Bukvik’s purpose is to explore the growing potential of computational tools to not only determine the author of a given text, or to explore patterns in enormous corpora through distant reading methods, but also to complement traditional methods of literary analysis. Thus, it provides verifiable information that will guide and enhance close reading and comparison of large texts by focusing the scholar on salient patterns and providing a smooth transition between distant and close reading. Bukvik allows, further, for the comparison of texts written in different languages, with reference to balanced corpora in each language. Balanced corpora are currently available in English, Russian and French (subject to copyright holder's permission). We welcome contributions of balanced corpora in other languages as, in principle, any other language may be supported.
Figure 4.a: Example of SoW (Society of Words) diagram
Figure 4.b: Example (detailed, color 'blue') of SoW diagram
The basic notions behind the system are:
Figure 5.a: Example of POS analysis diagram
Figure 5.b: Example of etymology analysis diagram
The capacity of Bukvik to be used by people who are strangers to programming is ingrained into the system’s structure. The internal mini-language (Bukvik is an example of data-driven programming, and uses a domain-specific language (DSL)) is designed to make tasks faster and easier to accomplish. Users with programming experience will find that the system's modular structure makes it easy and intuitive to extend the system to additional pre-existing tools or develop and integrate new ones.
Developed as an online infrastructure for researchers and translators, Bukvik is a tool not only for individual research, but also for online collaboration. Users may, for example, upload texts and corpora, cache data, share experiments (research flows) and comment on results and on each others’ work both privately and publically. A visual data flow interface tracks data progress, visualizes results etc.
Figure 6.a: Bukvik sub-flow diagram of an research experiment
Figure 6.b: Bukvik flow diagram of an research experiment (using Figure 6.a sub-flow for analysing each of Nabokov's novels)
Possible uses of Bukvik are numerous. While it is primarily a system for literary analysis, it is been applied, for example, to comparative stylistic analysis of Wikipedia articles in different languages.
Bukvik is also used to support textual and cross-textual analysis and enrich the virtual world of books at LitTerra, a sister project.
Similarily, it has been used as a part of DemocracyFramework, as an analysis tool for research of democracy patterns in Wikipedia editing practices (especially in edit wars, 1, 2, and Wikipedia:List of controversial issues)
Another application is as a tool for translators who will then be able to compare their ongoing work with previous translations and trace the faithfulness of their translation in ways that have not been available before: semantic relations, part of speech ratios, etymological provenance of words, and (with the help of the network analysis part of our work) preserving links between “key words” that observably bear additional burden of meaning to that contained within a given sentence etc.

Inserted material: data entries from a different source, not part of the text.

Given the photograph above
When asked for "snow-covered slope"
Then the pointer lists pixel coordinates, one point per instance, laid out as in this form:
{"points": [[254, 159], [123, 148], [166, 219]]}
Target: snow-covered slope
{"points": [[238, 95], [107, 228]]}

The system will become more and more powerful as technologies develop. At the moment, it already has the basic framework necessary to:
Tools already integrated into the system include:
Saša Mile Rudan (Oslo University) is completing his Ph.D. in Computer Science at Oslo University. He specializes in complex collaborative socio-technical systems (be it architecting and conducting research on them, leading transdisciplinary production teams, or taking an entrepreneur role), social processes, and knowledge management. His interest in literary analysis lies in bridging the socio-technical gap for scholarly research, in the Qualitatively Augmented Quantitative Analysis (QaQa) methodology, cross-lingual and cross-cultural comparison and in supporting under-resourced languages. These interests led to his involvement in projects: (LitTerra ; augmenting books, providing a literary-ecosystem with deep in-book and inter-book insights) and Bukvik, a research infrastructure for literary scholars. He is also a founding member of ChaOS (Cultural Humane Art of Science) Organization and CEO of HeadsWare.

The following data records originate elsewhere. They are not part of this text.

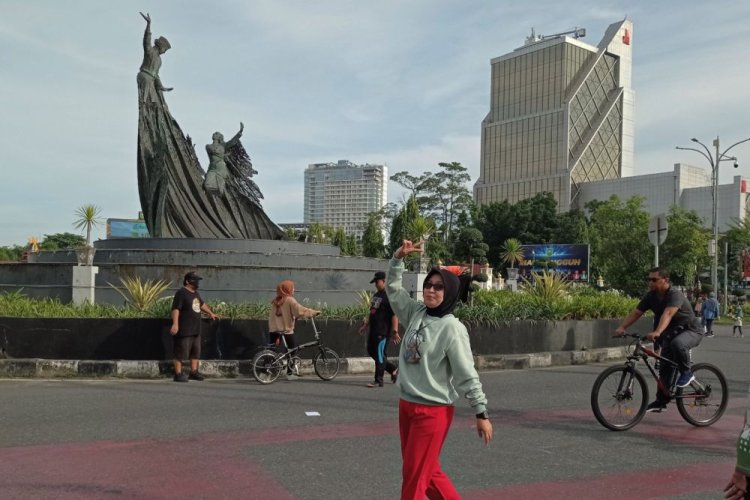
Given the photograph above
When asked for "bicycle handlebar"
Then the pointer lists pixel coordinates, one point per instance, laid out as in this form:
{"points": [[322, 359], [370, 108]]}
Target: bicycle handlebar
{"points": [[633, 335]]}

Eugenia Kelbert (Higher School of Economics, Moscow) is an Assistant Professor of Comparative Literature and Philology at the Higher School of Economics in Moscow. Before that, she taught Russian literature at the University of Passau in Germany and was invited as guest researcher at Uppsala University and Stockholm University in 2017. Her dissertation, completed at Yale University, won the 2016 Charles Bernheimer Prize for best dissertation in Comparative Literature, awarded by the American Comparative Literature Association. Her current book project is based on her dissertation, and focuses on the phenomenon of literary translingualism in the 20th and 21st century; it includes extensive quantitative results on bilingual writers’ work in different languages. She has published on Joseph Brodsky, Rainer Maria Rilke and Eugene Jolas, among others, and is currently involved in collaborations in literary multilingualism, transnational creative writing and digital humanities; she is affiliated with the Multiling Center at Oslo University. Her other interests include translation and self-translation, comparative stylistics, poetry, and quantitative literary analysis.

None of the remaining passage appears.